With his three-piece band the Imposters, Costello put on a textbook demonstration of the art of the rock quartet before a capacity crowd Tuesday at Oakland's Paramount Theatre. With almost 30 years experience playing together, keyboardist Steve Nieve, drummer Pete Thomas and vocalist and guitarist Costello share an almost intuitive understanding of his music, and new bassist Danny Faragher, a veteran Los Angeles session player, locked everything down tight and added some attractive high vocal harmonies.

The band spent several weeks last year recording Costello's latest album, "The Delivery Man," one of his best in many years, in the heart of Mississippi and clearly soaked up some of the local color. Southern soul, Delta blues, cotton patch country and Memphis rock 'n' roll were at the heart of everything the band played.

The masterful Costello easily ranged from the arcane lyrical Appalachiana of "The Scarlet Tide," a song he wrote with T-Bone Burnett for the soundtrack to "Cold Mountain," to the ribald roadhouse Chicago blues of Willie Dixon's "Hidden Charms." While he leaned heavily on material from the new album, he delved into highpoints from his back catalog, twisting them into new and sometimes surprising shapes, like reimagining the surly "Mystery Dance" from his 1977 debut as a Jerry Lee Lewis-style rockabilly number.

The band souped up every song, adding provocative, bold instrumental passages that darted into intriguing corners. Nieve filled the sound underneath Costello's verbal bombast with swirling, enfolding clouds of keyboards, even adding eerie touches of theremin, a radio-controlled instrument best known from cheesy '50s horror movies and the Beach Boys' "Good Vibrations." Costello tied the band together with taut, swinging guitar, scrupulously adjusted for tone and volume. They played together like scientists.

But it was all setting the stage for Costello's passionate, expressive vocals. While he retains all the snarl and snap of the angry young man who made his memorable U.S. live debut at San Francisco's Old Waldorf in 1977, Costello has matured into an extraordinary soul balladeer. He wrenched the heartache out of "Either Side of the Same Town," the ballad from the new album he wrote with rhythm and blues pioneer Jerry Ragavoy. But he saved his most explosive pyrotechnics for "In the Darkest Place," the melodically rich, demanding and complex piece from his 1998 collaboration with composer Burt Bacharach, a tour de force vocal performance that defies arbitrary categories like rock, pop, jazz.

He looked remarkably like that young man from 28 years ago, still slightly ill at ease in a nondescript suit and tie, not quite as wiry and frantic, his hair thinner, his waist fuller. He has learned to focus that innate intensity over the years and when he applies it with his practiced surgical skill, he can be devastating.

All along, Costello has been willing to let his music speak for itself.
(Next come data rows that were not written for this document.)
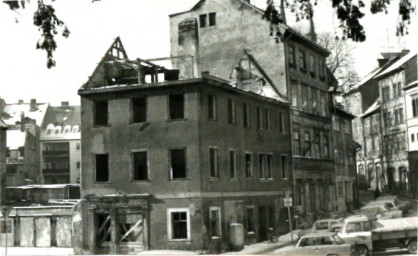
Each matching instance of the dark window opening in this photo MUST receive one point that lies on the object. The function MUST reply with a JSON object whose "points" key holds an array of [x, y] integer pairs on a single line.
{"points": [[103, 229], [178, 163], [250, 220], [139, 110], [202, 20], [212, 19], [248, 165], [215, 223], [246, 113], [140, 166], [284, 167], [102, 168], [100, 113], [232, 164], [176, 108], [212, 107], [231, 111], [213, 155], [179, 225]]}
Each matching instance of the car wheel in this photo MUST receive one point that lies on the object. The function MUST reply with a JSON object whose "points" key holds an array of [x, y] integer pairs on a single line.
{"points": [[412, 247], [362, 250]]}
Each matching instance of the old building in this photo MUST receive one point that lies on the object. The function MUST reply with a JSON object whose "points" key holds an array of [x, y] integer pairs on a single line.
{"points": [[23, 156], [171, 163], [60, 145], [361, 99], [411, 105], [379, 101], [216, 33]]}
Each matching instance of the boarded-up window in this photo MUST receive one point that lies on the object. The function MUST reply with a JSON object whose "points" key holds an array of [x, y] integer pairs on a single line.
{"points": [[139, 110], [102, 167], [179, 225], [213, 155], [176, 106], [178, 163], [212, 19], [140, 165], [100, 116], [212, 107]]}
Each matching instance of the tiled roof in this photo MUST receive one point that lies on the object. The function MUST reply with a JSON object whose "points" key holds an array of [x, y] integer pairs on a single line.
{"points": [[397, 64]]}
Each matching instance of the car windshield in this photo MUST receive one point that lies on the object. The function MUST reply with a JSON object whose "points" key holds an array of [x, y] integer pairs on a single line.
{"points": [[337, 239], [321, 225]]}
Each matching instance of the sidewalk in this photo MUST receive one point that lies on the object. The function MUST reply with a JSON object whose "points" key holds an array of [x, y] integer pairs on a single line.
{"points": [[49, 251]]}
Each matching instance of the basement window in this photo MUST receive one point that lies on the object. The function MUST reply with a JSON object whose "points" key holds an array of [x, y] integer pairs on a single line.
{"points": [[212, 19], [102, 167], [140, 167], [176, 106], [100, 109], [139, 110], [178, 163]]}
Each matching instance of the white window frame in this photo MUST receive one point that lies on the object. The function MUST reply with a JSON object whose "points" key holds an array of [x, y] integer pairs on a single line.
{"points": [[215, 208], [169, 223]]}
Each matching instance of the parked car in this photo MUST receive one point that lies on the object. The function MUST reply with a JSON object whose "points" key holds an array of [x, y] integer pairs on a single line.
{"points": [[381, 211], [325, 243], [336, 227], [404, 206], [323, 225]]}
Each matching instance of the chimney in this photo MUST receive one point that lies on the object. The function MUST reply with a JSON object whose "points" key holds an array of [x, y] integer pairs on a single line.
{"points": [[188, 40], [33, 105]]}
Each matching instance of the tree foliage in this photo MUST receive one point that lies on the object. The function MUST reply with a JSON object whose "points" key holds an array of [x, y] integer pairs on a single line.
{"points": [[340, 61], [349, 13], [48, 24]]}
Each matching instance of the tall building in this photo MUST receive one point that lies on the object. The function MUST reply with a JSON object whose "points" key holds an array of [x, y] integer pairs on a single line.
{"points": [[23, 156], [60, 145], [171, 163], [213, 36], [380, 103]]}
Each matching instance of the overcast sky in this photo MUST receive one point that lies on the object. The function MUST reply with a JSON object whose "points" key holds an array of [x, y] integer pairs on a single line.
{"points": [[144, 29]]}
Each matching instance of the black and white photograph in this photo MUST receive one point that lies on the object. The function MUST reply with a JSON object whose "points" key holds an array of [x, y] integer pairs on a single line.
{"points": [[193, 127]]}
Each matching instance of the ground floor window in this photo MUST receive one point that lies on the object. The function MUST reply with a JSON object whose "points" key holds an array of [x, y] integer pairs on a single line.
{"points": [[179, 224]]}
He followed his own, crazy path through his career, clearly a gifted and serious musician with keen instincts and the ambition and drive to pursue many different visions. For all the experiments, tangents and digressions he has enjoyed, Costello keeps coming back to this simple, basic rock combo configuration that initially nurtured his talent.

Between the emotional sweep of the songs and the broad accomplishments of the group, stitching highly nuanced detail into the performance at every turn, Costello and his Imposters are playing rock music at the highest levels of the art form. It doesn't get any better than that.